Я отдернул руку, но она взяла меня за другую.
— Не надо, милый. К тебе это придет в свое время. Ведь ты помнишь, о чем говорит твое имя? Что ты принадлежишь богине. И она будет ждать, искать тебя!.. А завтра иди домой и больше сюда не приходи. Я запрещаю тебе, слышишь? Ложись и постарайся уснуть, — сказала она и коснулась пальцами моей щеки.
Я осторожно взял ее руку, поцеловал в ладонь и, ничего не ответив, лег на свое место.
«Что это было? — думал я, засыпая. — Что?..»
Проснулся я очень поздно. Квартирантки Лены уже не было. Тетя Маня аккуратно вытирала белой тряпочкой пыль с книжной полки, а книги раскладывала стопками на столе. Увидев, что я проснулся, она подмигнула мне и сказала:
— Что снилось? Наверное, что-то веселое — ты все утро во сне улыбался.
Я попытался вспомнить, снилось ли мне что-нибудь, да так и не вспомнил.
— Ничего не снилось, это я так улыбался. Я всегда, когда сплю, улыбаюсь. Привычка такая. Одни во сне храпят, у других одеяло спадает, третьи сами с кровати сваливаются, а я сплю и улыбаюсь. Так веселее ночь проходит.
Потом я с удовольствием долго ел и слушал то, что говорила тетя Маня. Она упрекала меня, что я ушел из дома, советовала немедленно вернуться к отцу и больше не заставлять его бегать по всему городу в поисках сына.
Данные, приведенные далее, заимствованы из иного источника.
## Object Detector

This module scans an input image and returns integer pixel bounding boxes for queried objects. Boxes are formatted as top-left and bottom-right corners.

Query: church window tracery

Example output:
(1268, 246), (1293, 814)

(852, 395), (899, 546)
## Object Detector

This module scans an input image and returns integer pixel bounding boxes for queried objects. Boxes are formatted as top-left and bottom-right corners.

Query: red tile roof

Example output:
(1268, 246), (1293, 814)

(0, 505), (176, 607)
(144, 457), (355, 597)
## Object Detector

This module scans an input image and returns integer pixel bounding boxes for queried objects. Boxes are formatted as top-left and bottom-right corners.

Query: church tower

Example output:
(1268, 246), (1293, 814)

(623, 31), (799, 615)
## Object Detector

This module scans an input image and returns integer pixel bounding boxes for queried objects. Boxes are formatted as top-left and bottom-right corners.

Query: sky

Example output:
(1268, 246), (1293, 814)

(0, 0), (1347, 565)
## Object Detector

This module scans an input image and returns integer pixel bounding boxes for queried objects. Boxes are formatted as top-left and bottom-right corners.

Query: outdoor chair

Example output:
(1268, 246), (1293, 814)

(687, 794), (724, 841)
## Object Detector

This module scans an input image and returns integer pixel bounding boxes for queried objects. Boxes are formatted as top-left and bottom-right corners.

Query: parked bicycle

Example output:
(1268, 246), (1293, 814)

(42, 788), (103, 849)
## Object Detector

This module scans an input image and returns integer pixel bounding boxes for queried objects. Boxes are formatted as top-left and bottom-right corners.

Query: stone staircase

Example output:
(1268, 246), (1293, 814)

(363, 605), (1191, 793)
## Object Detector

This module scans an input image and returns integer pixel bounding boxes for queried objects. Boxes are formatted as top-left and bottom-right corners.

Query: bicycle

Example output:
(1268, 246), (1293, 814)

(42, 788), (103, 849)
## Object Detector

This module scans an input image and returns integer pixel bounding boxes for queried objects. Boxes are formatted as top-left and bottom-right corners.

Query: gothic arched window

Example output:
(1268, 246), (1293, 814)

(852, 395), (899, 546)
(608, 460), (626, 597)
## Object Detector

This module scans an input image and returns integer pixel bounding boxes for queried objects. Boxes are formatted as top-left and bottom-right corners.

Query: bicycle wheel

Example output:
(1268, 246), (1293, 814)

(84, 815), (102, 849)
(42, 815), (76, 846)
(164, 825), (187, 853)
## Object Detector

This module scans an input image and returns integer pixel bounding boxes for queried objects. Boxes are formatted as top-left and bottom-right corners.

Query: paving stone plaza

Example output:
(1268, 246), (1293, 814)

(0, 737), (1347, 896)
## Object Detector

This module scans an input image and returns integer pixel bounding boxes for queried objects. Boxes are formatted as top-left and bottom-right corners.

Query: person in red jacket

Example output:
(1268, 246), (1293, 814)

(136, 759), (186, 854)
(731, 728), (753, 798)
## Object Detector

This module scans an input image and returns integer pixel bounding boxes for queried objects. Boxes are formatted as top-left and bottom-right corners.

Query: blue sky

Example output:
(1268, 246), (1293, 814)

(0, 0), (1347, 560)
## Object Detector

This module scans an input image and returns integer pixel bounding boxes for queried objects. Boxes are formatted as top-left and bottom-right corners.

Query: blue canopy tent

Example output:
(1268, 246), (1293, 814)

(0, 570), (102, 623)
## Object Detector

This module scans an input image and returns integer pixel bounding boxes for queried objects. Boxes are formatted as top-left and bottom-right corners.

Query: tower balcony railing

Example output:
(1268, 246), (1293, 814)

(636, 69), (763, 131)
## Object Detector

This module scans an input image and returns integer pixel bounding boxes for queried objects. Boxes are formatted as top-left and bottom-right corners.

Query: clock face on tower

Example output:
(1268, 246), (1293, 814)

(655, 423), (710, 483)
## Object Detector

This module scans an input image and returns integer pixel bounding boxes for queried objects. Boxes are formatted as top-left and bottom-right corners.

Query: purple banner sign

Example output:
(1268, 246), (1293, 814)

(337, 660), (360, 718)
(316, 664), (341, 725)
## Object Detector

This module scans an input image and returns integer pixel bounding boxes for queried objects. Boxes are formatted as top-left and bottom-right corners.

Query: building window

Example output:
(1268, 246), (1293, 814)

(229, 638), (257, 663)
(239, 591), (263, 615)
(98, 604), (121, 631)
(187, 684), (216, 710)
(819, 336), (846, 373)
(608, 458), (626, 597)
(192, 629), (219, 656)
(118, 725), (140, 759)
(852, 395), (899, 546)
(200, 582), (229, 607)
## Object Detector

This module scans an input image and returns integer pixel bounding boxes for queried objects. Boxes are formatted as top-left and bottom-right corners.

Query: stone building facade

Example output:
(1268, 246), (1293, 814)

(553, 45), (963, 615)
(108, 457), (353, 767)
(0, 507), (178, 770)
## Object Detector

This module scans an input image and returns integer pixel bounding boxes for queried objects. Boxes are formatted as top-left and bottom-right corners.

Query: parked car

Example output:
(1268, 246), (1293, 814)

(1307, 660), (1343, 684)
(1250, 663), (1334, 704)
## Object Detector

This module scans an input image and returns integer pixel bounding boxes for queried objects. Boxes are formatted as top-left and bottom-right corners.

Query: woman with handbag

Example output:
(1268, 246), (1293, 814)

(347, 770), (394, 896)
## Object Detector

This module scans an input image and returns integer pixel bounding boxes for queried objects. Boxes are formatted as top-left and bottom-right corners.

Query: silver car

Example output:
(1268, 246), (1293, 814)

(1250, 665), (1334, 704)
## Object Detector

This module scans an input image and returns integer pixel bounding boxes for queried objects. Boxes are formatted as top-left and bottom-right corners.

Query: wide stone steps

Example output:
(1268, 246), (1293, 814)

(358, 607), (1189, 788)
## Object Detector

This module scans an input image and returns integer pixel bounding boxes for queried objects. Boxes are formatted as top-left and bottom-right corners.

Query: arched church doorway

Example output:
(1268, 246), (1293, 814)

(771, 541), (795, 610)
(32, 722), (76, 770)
Иногда слова ее как бы пропадали, я терял смысл того, что она говорила, потому что думал о квартирантке Лене и о том, что случилось ночью.
А тетя Маня продолжала говорить. Она то улыбалась, то хмурилась, то снова озарялась улыбкой, стараясь подбодрить меня, внушить мысль, что все в моей жизни будет хорошо.
Подойдя к зеркалу, я причесался и несколько секунд видел рядом с собой квартирантку Лену — маленькую женщину, добрую и понимающую.
Я пообещал тете Мане вернуться домой, поблагодарил за рубль, который она сунула мне в руку, и попрощался.
Глава седьмая
Вчерашний дождь вымыл тротуары и крыши — теперь они блестели под солнцем. Будто ночью совершилось чудо, и все они стали новыми. Там-сям на тротуарах рассыпаны лужицы. В них отражались дома, деревья, троллейбусы. Сегодня улица была совсем не та, что вчера. И дело даже не в чистых крышах и тротуарах. И даже не в лужицах… Другие дома, другие окна, двери. Даже люди вроде бы совсем другие — чистые, празднично-веселые.
Оказавшись на набережной, я увидел, что вымытая, поголубевшая Нева стала еще просторнее и светлее. По ней черненький чумазенький буксирчик, окутав себя дымом, натужно тащил огромную, раз в двести больше него баржу, полную чистого, белого как снег песка. На узенькой, низко посаженной корме буксира стоял щупленький паренек в полосатом тельнике и морской фуражке. Я поднял руку, приветствуя его, он заметил меня, выпрямился, вскинул козырьком к глазам узкую загоревшую ладонь и долго вглядывался, пока наконец не послал ответное приветствие, — наверное, подумал, что мы с ним знакомы.